Overview of the Final Project

The goal is to tell a coherent and focused story with your data, which answers a question (or questions) that a researcher, or current or future employer, might want to have answered. The goal might be to understand a source of covariance, make a recommendation, or understand change over time. We don’t expect you to reach a definitive conclusion in this analysis. Still, you are expected to tell a data-driven story using evidence to support the claims you are making on the basis of the exploratory analysis conducted over the past term.

In this final project, statistical analyses are not required, but any students who wish to include these may do so. However, your primary analysis should center around visualization rather than inferential statistics. Many scientists only compute statistics after a careful process of exploratory data analysis and data visualization. Statistics are a way to gauge your certainty in your results - NOT A WAY TO DISCOVER MEANINGFUL DATA PATTERNS. Do not run a multiple regression with numerous predictors and report which predictors are significant!!

Tasks of Assignment#1

This assignment is the first component of your final project. Together with the later assignments, it make up a short paper/report. In this assignment, you should introduce a dataset(s) and how you plan to present this dataset(s). This assignment should include the following components:

  1. A clear description of the dataset(s) that you are using.

  2. What “story” do you want to present to the audience? In other words, what “question(s)” do you like to answer with this dataset(s)?

  3. The Plan for Further Analysis and Visualization.

We will have a special class meeting on April 12 to review and discuss students’ proposed datasets for the final project.
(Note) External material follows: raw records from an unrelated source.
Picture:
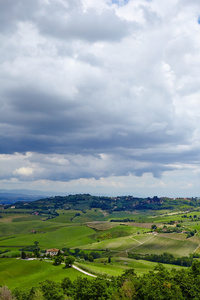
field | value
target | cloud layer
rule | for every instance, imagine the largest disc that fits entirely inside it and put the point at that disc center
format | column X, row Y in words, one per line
column 98, row 89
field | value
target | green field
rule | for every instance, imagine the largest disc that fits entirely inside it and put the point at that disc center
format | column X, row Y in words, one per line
column 119, row 265
column 90, row 230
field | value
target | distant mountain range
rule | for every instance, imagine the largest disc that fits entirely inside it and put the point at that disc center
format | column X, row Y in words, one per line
column 12, row 196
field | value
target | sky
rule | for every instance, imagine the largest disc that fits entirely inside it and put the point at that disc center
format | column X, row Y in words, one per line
column 100, row 96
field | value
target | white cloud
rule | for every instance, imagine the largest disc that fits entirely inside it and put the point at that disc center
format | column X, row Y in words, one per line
column 99, row 89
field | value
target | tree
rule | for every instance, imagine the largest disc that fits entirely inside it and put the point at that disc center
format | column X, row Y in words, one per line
column 5, row 294
column 153, row 227
column 58, row 260
column 23, row 255
column 90, row 258
column 69, row 260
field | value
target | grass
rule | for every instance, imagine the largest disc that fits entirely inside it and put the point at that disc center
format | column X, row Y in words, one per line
column 25, row 274
column 158, row 245
column 67, row 236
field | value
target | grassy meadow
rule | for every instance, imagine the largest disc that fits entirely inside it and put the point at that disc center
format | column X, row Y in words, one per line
column 91, row 230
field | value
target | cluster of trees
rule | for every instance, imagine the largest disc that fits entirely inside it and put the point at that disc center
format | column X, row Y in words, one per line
column 157, row 284
column 69, row 256
column 166, row 258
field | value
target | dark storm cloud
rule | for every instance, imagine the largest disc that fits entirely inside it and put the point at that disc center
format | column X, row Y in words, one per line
column 89, row 26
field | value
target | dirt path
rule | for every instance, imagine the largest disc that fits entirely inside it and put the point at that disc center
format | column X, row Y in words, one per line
column 82, row 271
column 139, row 244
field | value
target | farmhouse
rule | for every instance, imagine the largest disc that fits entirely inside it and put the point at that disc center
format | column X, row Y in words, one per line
column 52, row 252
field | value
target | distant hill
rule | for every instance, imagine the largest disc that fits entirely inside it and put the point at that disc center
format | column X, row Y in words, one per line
column 110, row 204
column 12, row 196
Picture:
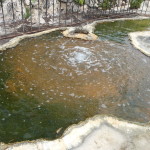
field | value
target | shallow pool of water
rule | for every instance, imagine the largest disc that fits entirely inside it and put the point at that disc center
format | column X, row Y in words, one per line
column 50, row 82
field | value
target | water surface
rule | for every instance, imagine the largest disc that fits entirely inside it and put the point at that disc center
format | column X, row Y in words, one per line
column 50, row 82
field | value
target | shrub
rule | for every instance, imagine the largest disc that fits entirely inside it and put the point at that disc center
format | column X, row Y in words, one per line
column 135, row 4
column 27, row 14
column 80, row 2
column 107, row 4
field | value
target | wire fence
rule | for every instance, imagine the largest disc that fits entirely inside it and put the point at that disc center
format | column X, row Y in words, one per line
column 18, row 17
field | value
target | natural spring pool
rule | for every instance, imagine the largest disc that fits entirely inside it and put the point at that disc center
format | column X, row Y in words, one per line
column 50, row 82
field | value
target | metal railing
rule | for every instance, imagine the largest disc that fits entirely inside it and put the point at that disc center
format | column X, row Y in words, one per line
column 18, row 17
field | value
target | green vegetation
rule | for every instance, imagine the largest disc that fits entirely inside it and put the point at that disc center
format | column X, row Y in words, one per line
column 27, row 14
column 80, row 2
column 107, row 4
column 135, row 4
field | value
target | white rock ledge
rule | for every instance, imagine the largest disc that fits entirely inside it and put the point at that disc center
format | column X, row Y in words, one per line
column 97, row 133
column 141, row 41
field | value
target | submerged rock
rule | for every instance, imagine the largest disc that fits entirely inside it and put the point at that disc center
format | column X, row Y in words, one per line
column 141, row 41
column 84, row 33
column 97, row 133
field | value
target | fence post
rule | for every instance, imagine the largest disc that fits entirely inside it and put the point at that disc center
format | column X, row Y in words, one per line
column 3, row 17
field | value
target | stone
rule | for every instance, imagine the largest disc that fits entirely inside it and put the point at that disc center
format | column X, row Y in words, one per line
column 141, row 41
column 97, row 133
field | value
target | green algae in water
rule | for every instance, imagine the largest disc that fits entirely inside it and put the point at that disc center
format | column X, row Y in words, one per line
column 118, row 31
column 50, row 82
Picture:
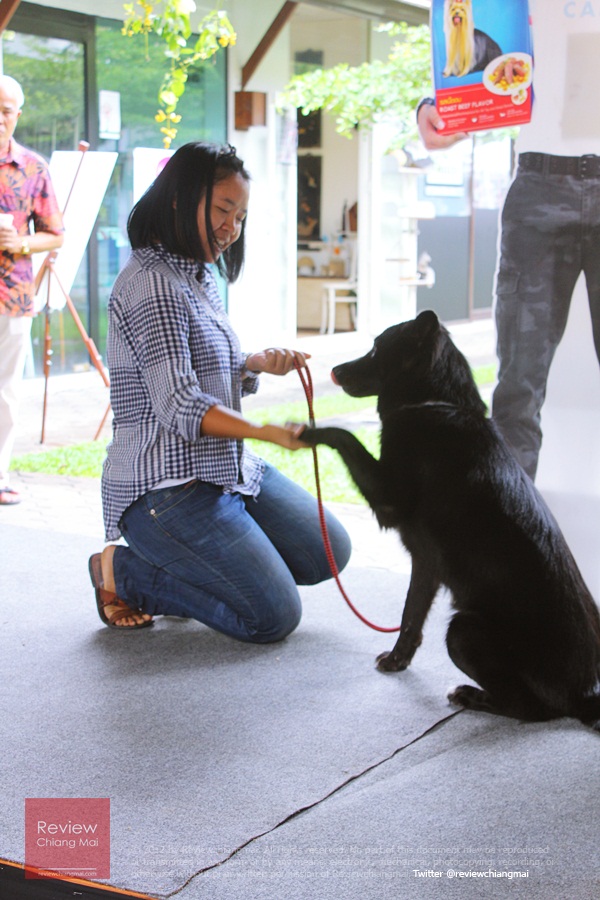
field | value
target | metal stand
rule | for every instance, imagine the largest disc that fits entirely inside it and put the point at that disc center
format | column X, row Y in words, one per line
column 48, row 271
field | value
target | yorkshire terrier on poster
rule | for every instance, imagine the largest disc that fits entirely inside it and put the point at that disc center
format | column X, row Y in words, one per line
column 467, row 48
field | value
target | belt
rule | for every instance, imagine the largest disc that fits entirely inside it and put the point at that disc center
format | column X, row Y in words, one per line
column 580, row 166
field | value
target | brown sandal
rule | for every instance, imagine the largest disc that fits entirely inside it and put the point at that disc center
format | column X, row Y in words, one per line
column 107, row 598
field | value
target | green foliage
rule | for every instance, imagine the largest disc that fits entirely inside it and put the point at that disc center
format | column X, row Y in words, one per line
column 170, row 20
column 378, row 91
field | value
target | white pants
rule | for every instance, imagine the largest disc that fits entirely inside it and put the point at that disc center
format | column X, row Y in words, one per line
column 14, row 344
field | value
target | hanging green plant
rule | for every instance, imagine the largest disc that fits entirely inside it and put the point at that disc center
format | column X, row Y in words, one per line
column 170, row 19
column 381, row 90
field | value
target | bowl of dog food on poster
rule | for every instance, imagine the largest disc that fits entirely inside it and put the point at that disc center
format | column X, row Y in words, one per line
column 509, row 74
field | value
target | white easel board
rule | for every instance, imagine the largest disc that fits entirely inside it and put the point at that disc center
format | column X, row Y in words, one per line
column 88, row 174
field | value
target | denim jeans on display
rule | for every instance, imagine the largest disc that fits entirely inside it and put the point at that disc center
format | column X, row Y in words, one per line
column 550, row 234
column 230, row 561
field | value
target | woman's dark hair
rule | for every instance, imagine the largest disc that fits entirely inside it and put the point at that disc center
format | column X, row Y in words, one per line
column 167, row 213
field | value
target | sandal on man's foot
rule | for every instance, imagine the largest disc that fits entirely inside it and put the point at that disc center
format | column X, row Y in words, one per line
column 106, row 599
column 9, row 497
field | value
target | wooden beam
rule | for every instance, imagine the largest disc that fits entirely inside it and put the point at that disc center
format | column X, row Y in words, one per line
column 280, row 20
column 7, row 8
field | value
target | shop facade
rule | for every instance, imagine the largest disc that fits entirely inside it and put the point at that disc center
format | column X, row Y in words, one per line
column 84, row 81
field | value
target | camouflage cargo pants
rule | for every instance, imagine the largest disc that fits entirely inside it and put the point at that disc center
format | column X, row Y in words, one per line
column 550, row 234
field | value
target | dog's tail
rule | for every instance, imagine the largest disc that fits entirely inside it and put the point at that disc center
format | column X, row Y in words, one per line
column 588, row 710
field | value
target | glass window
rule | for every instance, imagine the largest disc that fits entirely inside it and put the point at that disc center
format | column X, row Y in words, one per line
column 51, row 73
column 124, row 67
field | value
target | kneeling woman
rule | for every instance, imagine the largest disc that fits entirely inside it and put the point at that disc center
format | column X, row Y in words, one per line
column 213, row 532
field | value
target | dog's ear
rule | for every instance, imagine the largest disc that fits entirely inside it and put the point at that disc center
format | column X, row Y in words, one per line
column 428, row 323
If you want your project being discussed in the class, please submit this assignment before April 12.

library(tidyverse)

knitr::opts_chunk$set(echo = TRUE, warning=FALSE, message=FALSE)

Part 1. Introduction

In this part, you should introduce the dataset(s) and your research questions.

  1. Dataset(s) Introduction:

    • identify the source of the dataset(s): who or which organization collected the dataset(s); some dataset(s) also tells you how and when it was collected ;

    • a description of the “cases” represented by the dataset(s); in other words, what does each row represent?

    • Erico’s hint: the website of the dataset(s) usually has a brief introduction of the above information; you can also look for the “user manual” document that comes with the dataset(s).

    • For reference, you can check outthe “Introduction” section of this final project as an example of dataset(s) introduction.

  2. What questions do you like to answer with this dataset(s)?

Part 2. Describe the data set(s)

This part contains both a coding and a storytelling component.

In the coding component, you should:

  1. read the dataset;

    • (optional) If you have multiple dataset(s) you want to work with, you should combine these datasets at this step.

    • (optional) If your dataset is too big (for example, it contains too many variables/columns that may not be useful for your analysis), you may want to subset the data just to include the necessary variables/columns.

  1. present the descriptive information of the dataset(s) using the functions in Challenges 1, 2, and 3;

    • for examples: dim(), length(unique()), head();
  2. conduct summary statistics of the dataset(s); especially show the basic statistics (min, max, mean, median, etc.) for the variables you are interested in.

In the storytelling component, you should describe the basic information of the dataset(s) and the variables in a way that corresponds to your descriptive and summary statistics in the above coding component. DO NOT simply report the number of rows. Instead, describe the dataset(s) fully by specifying what each row and column mean. In other words, your description should be comprehensive and detailed enough for readers to picture or envision the dataset(s) in their brains.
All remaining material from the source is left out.